2nd Department of Pediatrics, Semmelweis University, Budapest, Hungary.
MTA TTK Lendület Cancer Biomarker Research Group, Institute of Enzymology, Hungarian Academy of Sciences, Budapest, Hungary.
Int J Cancer. 2019 Dec 1;145(11):3140-3151. doi: 10.1002/ijc.32369. Epub 2019 May 7.
Systemic therapy of breast cancer can include chemotherapy, hormonal therapy and targeted therapy. Prognostic biomarkers are able to predict survival and predictive biomarkers are able to predict therapy response. In this report, we describe the initial release of the first available online tool able to identify gene expression-based predictive biomarkers using transcriptomic data of a large set of breast cancer patients.

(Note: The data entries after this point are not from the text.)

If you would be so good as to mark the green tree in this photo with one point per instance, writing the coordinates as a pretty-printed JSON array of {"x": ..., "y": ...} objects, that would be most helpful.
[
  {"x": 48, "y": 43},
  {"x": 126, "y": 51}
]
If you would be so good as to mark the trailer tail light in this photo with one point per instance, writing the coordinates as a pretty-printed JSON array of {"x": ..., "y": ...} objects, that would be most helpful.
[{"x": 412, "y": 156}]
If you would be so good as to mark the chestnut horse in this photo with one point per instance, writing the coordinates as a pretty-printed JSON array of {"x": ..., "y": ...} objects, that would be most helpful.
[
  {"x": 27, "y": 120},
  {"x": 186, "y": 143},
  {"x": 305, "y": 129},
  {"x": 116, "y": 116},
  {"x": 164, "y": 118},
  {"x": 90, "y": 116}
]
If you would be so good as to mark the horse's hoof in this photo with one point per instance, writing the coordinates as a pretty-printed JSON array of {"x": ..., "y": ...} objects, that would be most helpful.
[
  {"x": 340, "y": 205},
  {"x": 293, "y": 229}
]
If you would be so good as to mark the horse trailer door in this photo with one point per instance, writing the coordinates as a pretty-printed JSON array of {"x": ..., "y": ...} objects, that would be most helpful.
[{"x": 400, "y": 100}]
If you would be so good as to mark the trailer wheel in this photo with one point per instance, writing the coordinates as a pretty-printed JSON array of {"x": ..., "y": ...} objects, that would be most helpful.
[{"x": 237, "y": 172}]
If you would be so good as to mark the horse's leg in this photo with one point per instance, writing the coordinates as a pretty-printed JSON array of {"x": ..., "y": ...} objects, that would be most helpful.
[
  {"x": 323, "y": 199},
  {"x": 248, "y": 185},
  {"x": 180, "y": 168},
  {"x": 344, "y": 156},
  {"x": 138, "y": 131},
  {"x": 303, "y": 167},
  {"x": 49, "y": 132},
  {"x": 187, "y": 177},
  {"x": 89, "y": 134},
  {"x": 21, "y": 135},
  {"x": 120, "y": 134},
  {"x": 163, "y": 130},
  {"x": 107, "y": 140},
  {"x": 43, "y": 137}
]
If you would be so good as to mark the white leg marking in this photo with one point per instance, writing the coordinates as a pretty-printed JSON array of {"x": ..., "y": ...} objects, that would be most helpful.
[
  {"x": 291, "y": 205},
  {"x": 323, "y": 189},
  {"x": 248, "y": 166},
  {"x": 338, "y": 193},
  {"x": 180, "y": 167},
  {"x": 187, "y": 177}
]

Published gene expression data of 36 publicly available datasets were integrated with treatment data into a unified database. Response to therapy was determined using either author-reported pathological complete response data (n = 1,775) or relapse-free survival status at 5 years (n = 1,329). Treatment data includes chemotherapy (n = 2,108), endocrine therapy (n = 971) and anti-human epidermal growth factor receptor 2 (HER2) therapy (n = 267). The transcriptomic database includes 20,089 unique genes and 54,675 probe sets. Gene expression and therapy response are compared using receiver operating characteristics and Mann-Whitney tests. We demonstrate the utility of the pipeline by cross-validating 23 paclitaxel resistance-associated genes in different molecular subtypes of breast cancer. An additional set of established biomarkers including TP53 for chemotherapy in Luminal breast cancer (p = 1.01E-19, AUC = 0.769), HER2 for trastuzumab therapy (p = 8.4E-04, AUC = 0.629) and PGR for hormonal therapy (p = 8.6E-05, AUC = 0.7), are also endorsed. The tool is designed to validate and rank new predictive biomarker candidates in real time. By analyzing the selected genes in a large set of independent patients, one can select the most robust candidates and quickly eliminate those that are most likely to fail in a clinical setting. The analysis tool is accessible at www.rocplot.org.
乳腺癌的系统治疗包括化疗、激素治疗和靶向治疗。预后生物标志物能够预测生存,预测生物标志物能够预测治疗反应。在本报告中,我们描述了第一个可用的在线工具的初步发布,该工具能够使用大量乳腺癌患者的转录组数据识别基于基因表达的预测生物标志物。将 36 个公开可用数据集的已发表基因表达数据与治疗数据整合到一个统一的数据库中。使用作者报告的病理完全缓解数据(n=1775)或 5 年无复发生存状态(n=1329)来确定治疗反应。治疗数据包括化疗(n=2108)、内分泌治疗(n=971)和抗人表皮生长因子受体 2(HER2)治疗(n=267)。转录组数据库包括 20089 个独特基因和 54675 个探针集。使用接收器工作特征和曼-惠特尼检验比较基因表达和治疗反应。我们通过在不同的乳腺癌分子亚型中交叉验证 23 个紫杉醇耐药相关基因来证明该管道的实用性。还支持一组包括用于 Luminal 乳腺癌化疗的 TP53(p=1.01E-19,AUC=0.769)、用于曲妥珠单抗治疗的 HER2(p=8.4E-04,AUC=0.629)和用于激素治疗的 PGR(p=8.6E-05,AUC=0.7)在内的已建立的生物标志物。该工具旨在实时验证和排名新的预测生物标志物候选物。通过在大量独立患者中分析选定的基因,可以选择最稳健的候选物,并快速淘汰那些在临床环境中最有可能失败的候选物。分析工具可在 www.rocplot.org 上获得。